Он был похож на человека, пробуждающегося от долгого сна и осознающего чувство голода и нужды, на которые он до поры до времени не обращал внимания. По мере того как длинные сонные дни один за другим сливались в долгие бессонные ночи, его активный ум снова начал жаждать стимула в виде решения задач, напряженного, ответственного существования, к которому он привык. Он столкнулся с растущим беспокойством, которое никак не удавалось убаюкать. Не выдержав, оно обернулось против него и превратилось в грызущую ярость. Однажды серебристый парус часами порхал вдоль горизонта, словно манящая фея. Пока он был в поле зрения, американец лежал на песке, положив подбородок на руки и не сводя с него глаз.
Ламайя примостилась рядом с ним, иногда с опаской протягивая руку, чтобы коснуться его неотзывчивой ладони. В ту ночь он не спал.
Однажды на берегу среди других обломков – возможно, того самого корабля, который он видел, – оказались бумаги и журналы, вероятно, из шкафчика одного из судовых офицеров. Читая, он почувствовал, как в нем поднимается тоска по дому.
Там была фотография кампуса его родного колледжа. На фотографии была изображена английская медсестра, мужественная и милая, с прекрасными глазами девушки из родного дома. Но еще больше растревожила его нервы короткая статья, в которой рассказывалось о достижениях и успехах в его собственной области деятельности.
Другие люди выполняли работу, на которую он был призван, добивались триумфов, которые должны были принадлежать ему, к которым он проложил путь. С каждой новой страницей разгоралось то жестокое беспокойство, которое напоминало ему, что он англосакс. И все же он оказался здесь на всю жизнь, изгнанник из своего народа… как прокаженный, в силу клейма на лбу.

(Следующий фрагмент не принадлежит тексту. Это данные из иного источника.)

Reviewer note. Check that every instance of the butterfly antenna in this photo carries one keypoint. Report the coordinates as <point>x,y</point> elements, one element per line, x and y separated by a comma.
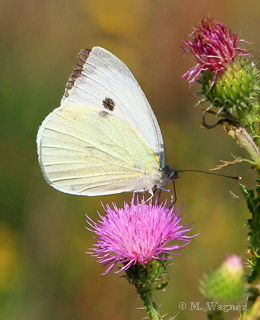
<point>212,173</point>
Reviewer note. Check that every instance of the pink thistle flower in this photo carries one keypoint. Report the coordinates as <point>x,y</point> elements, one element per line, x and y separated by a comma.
<point>213,48</point>
<point>137,233</point>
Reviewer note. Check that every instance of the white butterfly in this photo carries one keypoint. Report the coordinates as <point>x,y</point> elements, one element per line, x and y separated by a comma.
<point>104,138</point>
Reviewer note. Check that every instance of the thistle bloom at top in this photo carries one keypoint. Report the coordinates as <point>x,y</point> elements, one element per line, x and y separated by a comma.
<point>137,233</point>
<point>213,48</point>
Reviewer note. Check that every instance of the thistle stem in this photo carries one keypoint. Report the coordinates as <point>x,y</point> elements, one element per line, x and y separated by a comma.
<point>150,306</point>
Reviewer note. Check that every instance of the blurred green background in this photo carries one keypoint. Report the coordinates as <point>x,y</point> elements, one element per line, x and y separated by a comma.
<point>44,271</point>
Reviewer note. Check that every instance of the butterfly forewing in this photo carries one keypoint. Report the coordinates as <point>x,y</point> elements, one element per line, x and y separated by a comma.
<point>106,83</point>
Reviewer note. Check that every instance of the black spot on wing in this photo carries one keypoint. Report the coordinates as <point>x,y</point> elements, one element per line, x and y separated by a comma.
<point>103,114</point>
<point>76,72</point>
<point>109,104</point>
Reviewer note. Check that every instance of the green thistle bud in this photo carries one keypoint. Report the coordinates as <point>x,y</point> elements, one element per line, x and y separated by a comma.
<point>235,90</point>
<point>227,282</point>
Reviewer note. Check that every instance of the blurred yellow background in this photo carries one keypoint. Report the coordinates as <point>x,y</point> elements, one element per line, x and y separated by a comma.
<point>44,271</point>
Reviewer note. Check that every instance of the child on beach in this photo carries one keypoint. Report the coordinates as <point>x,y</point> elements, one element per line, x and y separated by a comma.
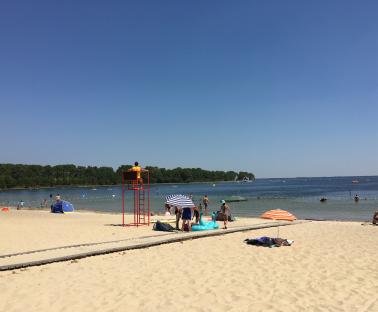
<point>225,209</point>
<point>205,201</point>
<point>186,217</point>
<point>178,214</point>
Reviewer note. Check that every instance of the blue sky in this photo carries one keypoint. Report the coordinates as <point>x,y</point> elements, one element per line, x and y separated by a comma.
<point>277,88</point>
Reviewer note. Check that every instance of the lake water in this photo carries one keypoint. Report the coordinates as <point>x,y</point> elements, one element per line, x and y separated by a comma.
<point>300,196</point>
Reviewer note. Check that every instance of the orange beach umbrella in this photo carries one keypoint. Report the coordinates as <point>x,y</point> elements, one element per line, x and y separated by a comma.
<point>278,214</point>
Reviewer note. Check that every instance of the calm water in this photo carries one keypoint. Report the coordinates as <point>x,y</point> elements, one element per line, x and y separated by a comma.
<point>297,195</point>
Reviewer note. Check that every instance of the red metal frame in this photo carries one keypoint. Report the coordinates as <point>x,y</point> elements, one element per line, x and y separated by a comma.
<point>139,191</point>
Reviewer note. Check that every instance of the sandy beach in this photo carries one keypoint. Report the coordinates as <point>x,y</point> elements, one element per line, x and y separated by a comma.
<point>330,267</point>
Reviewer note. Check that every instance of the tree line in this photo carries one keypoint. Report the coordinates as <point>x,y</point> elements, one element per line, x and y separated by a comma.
<point>32,176</point>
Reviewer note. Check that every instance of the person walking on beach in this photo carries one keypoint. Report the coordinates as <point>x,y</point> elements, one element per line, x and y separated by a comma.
<point>225,210</point>
<point>205,201</point>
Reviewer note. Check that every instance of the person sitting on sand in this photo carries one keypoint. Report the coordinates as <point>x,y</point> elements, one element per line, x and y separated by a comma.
<point>167,210</point>
<point>225,209</point>
<point>375,218</point>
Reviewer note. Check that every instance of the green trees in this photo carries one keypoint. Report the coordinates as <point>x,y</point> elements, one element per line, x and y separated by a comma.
<point>27,176</point>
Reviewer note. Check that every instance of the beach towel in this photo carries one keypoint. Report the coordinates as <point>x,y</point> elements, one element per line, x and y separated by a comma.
<point>265,241</point>
<point>165,227</point>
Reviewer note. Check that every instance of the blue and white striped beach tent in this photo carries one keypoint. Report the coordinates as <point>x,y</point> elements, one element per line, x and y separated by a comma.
<point>179,200</point>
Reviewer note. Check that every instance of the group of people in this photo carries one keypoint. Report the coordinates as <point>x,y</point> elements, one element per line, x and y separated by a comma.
<point>190,216</point>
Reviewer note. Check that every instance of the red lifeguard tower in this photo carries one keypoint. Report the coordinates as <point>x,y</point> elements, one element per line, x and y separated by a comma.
<point>141,190</point>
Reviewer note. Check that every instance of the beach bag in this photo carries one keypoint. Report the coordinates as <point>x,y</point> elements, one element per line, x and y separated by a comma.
<point>165,227</point>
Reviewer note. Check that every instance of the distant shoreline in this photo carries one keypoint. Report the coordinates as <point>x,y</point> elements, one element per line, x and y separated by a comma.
<point>107,185</point>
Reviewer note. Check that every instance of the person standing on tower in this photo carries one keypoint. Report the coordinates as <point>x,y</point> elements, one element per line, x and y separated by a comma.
<point>136,168</point>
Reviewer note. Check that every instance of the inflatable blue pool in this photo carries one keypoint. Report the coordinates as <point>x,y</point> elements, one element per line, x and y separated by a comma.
<point>205,226</point>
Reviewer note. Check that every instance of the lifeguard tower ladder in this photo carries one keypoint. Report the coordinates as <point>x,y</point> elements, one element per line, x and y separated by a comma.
<point>130,182</point>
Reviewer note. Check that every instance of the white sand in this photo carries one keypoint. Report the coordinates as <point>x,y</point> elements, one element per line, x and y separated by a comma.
<point>332,266</point>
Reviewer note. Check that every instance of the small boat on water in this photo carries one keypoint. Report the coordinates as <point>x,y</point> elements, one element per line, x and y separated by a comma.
<point>231,199</point>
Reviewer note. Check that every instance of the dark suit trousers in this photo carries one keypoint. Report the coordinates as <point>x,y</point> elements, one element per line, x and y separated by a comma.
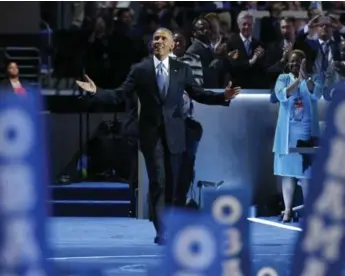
<point>163,170</point>
<point>193,136</point>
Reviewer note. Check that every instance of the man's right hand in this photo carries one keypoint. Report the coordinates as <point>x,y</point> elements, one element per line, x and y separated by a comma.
<point>88,86</point>
<point>314,21</point>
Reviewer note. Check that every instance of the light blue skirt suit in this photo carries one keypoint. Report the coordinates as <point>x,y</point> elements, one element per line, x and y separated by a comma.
<point>294,124</point>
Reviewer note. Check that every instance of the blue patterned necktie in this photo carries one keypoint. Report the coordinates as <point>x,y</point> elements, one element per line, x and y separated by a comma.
<point>248,47</point>
<point>161,80</point>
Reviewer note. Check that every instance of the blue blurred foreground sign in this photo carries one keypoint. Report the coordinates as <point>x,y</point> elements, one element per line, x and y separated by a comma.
<point>23,184</point>
<point>320,247</point>
<point>229,209</point>
<point>193,243</point>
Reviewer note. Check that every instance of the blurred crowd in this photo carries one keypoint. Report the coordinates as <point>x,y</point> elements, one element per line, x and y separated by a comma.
<point>230,39</point>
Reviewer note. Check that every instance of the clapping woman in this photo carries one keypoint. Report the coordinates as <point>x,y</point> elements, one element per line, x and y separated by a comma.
<point>297,120</point>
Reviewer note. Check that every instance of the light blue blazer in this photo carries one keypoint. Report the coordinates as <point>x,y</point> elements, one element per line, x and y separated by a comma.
<point>281,138</point>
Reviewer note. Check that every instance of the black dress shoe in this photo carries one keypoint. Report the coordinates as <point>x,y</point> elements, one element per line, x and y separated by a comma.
<point>160,240</point>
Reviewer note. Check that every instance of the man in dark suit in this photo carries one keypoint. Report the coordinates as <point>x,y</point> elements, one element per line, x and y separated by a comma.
<point>201,46</point>
<point>159,83</point>
<point>246,70</point>
<point>280,49</point>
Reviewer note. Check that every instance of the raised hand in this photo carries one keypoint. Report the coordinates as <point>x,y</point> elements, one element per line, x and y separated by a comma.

В полном отчаянии он несколько дней не замечал небольшой заметки, запрятанной в укромном уголке одного из журналов. Когда он нашел его, то прочитал с полным недоверием.
Это было краткое обсуждение истории и значения татуировки с упоминанием о том, что французские хирурги с помощью операции, включающей обработку каждого отдельного укола иглой, добились того, что даже самые сложные из рисунков можно полностью удалить.
Когда через месяц судно Джорно неожиданно бросило якорь на ночь недалеко от лагуны, наступил кульминационный момент.
Джорно очень хотел сопровождать американца в Париж и дождаться там результатов операции, но так и не получил приглашения сделать это.
*****
– Откровенно говоря, – сказал француз в завершение своего повествования, – я не был уверен, что все закончилось. Я уже видел подобные возвращения к цивилизации; я ждал настоящей развязки. А вы что думаете?
Он повернулся лицом к мисс Талберт.
Она встретила его взгляд с озабоченной улыбкой.
– Я, разумеется, думаю о девушке, – сказала она.
– Значит, вы сочувствуете ей. Вы не можете забыть девушку с атоллов, которая ждет своего мужчину?
Она слегка вздрогнула, устремив свой глубокий взгляд на горизонт.
Дентон вмешался в разговор.
– По-моему, – сказал он деловито, – это вопрос о том, что он в долгу перед другой девушкой. Насколько я понимаю этих островитян, у них нет норм добра и зла, которые он мог бы нарушить. А вот в отношении девушки на родине он нанес удар по самым основам ее мира – ее нравственной целостности. Вы согласны. Мисс Талберт?
В уголках ее губ появилась ямочка, и она смирилась с его предположением.
– Гораздо хуже другое, – презрительно сказала она, – он оскорбил ее чувство собственного достоинства. Если она когда-нибудь поймет, то будет считать его грубым примитивным существом, каким он, должно быть, и стал с этим клеймом на лбу.
Мы с Джорно стояли рядом с ней, когда на следующий день причаливали к Гонолулу. Когда ее взгляд упал на высокого остроглазого парня, который галантно помахал ей шляпой, она ответила лишь приветственным жестом и улыбнулась уголками рта, но выражение ее глаз выдавало восторг.
В этот момент мои руки оказались в поистине болезненных тисках. Я увидел белое, как бумага, лицо Джорно, который пробормотал что-то нечленораздельное и скрылся в каюте.
Полагая, что он нездоров, я последовал за ним, но он исчез в толпе. В конце концов я сошел на берег один.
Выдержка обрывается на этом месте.